Cependant, 350 start-up travaillant à ce sujet sont regroupées au sein de l'association le « Lab RH », véritable laboratoire à idées RH. De « Geolocaux », définissant le lieu de travail  optimal selon les critères de transport des salariés à « Youdoo », plate-forme interne permettant aux salariés d'organiser des événements entre collègues, les initiatives constructives ne manquent pas.
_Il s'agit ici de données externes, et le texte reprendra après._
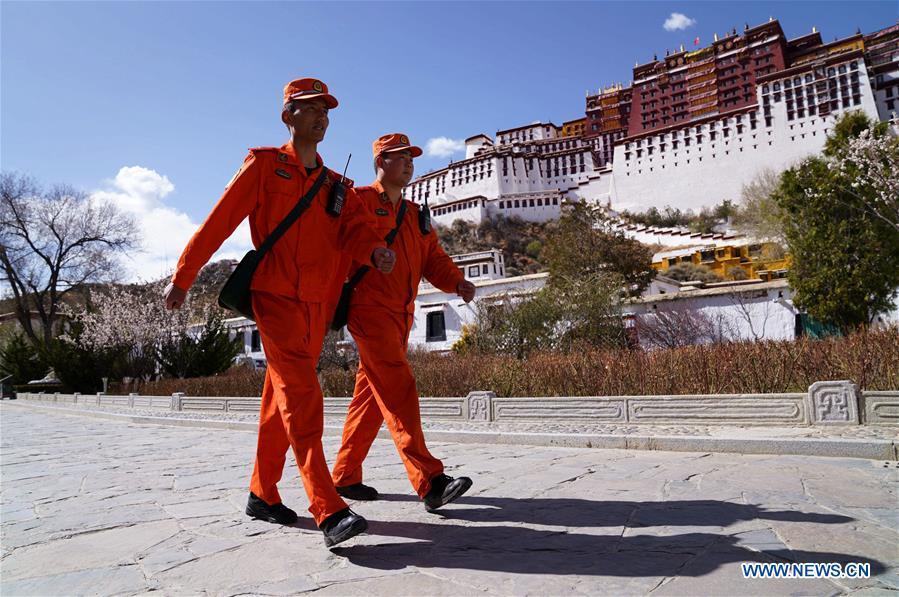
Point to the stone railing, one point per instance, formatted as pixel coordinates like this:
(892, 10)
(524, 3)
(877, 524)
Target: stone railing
(825, 403)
Mais avant d’installer des babyfoots en salle de pause ou un distributeur avec le mode « cappuccino », la solution semble d’abord reposer sur l’équilibre du management. En effet, selon une étude Ifop / Monster, publiée en juin dernier, ce dernier facteur est au coeur de la réussite du bien-être au travail. « Une hiérarchie ouverte au dialogue et bienveillante » s’empare de la tête du podium avec 42 % de personnes convaincues, devant même la convivialité entre collègues. Viennent ensuite les jours de congés supplémentaires pour 28 %, la souplesse dans les horaires de travail (27 %) ou encore le respect du droit à la déconnexion (17 %). La création d'un « responsable du bien-être » ne requiert que 12 % d’avis positifs.



Insolite



Qu’il est compliqué de travailler un lendemain de soirée arrosée. Fatigue, nausées et surtout manque de productivité, une entreprise londonienne propose donc à ses salariées un congé « gueule de bois ». En effet, l’entreprise « Dice » développe une application de billetterie de concerts. Ses employés, en lien direct avec les mondes de la nuit et de la musique, sont impliqués dans un secteur d’activités à haut risque de négociation autour d’un ou plusieurs verres. Afin de booster l’honnêteté, l’entreprise leur propose donc quatre journées d’absence pour cause de lendemain difficile, et ce, tout au long de l’année. Pour cela, rien de plus simple, l’employé doit le plus rapidement possible, soit le soir même, dans la nuit ou le lendemain matin, envoyer un message via le réseau « Whatsapp » à l’employeur. Ce dernier devant uniquement se composer de trois émoticônes : musique, bière et malade.



Astuce



 C’est l’application du bien-être au travail. Un téléchargement, la réponse à quelques questions, et « Ourcompany » mesure objectivement le sentiment de bien-être au bureau. Elle permet ensuite de comparer avec d’autres entreprises, d’envoyer vos doléances à l’employeur de manière anonyme et enfin, de répertorier des propositions que vous-même pouvez faire.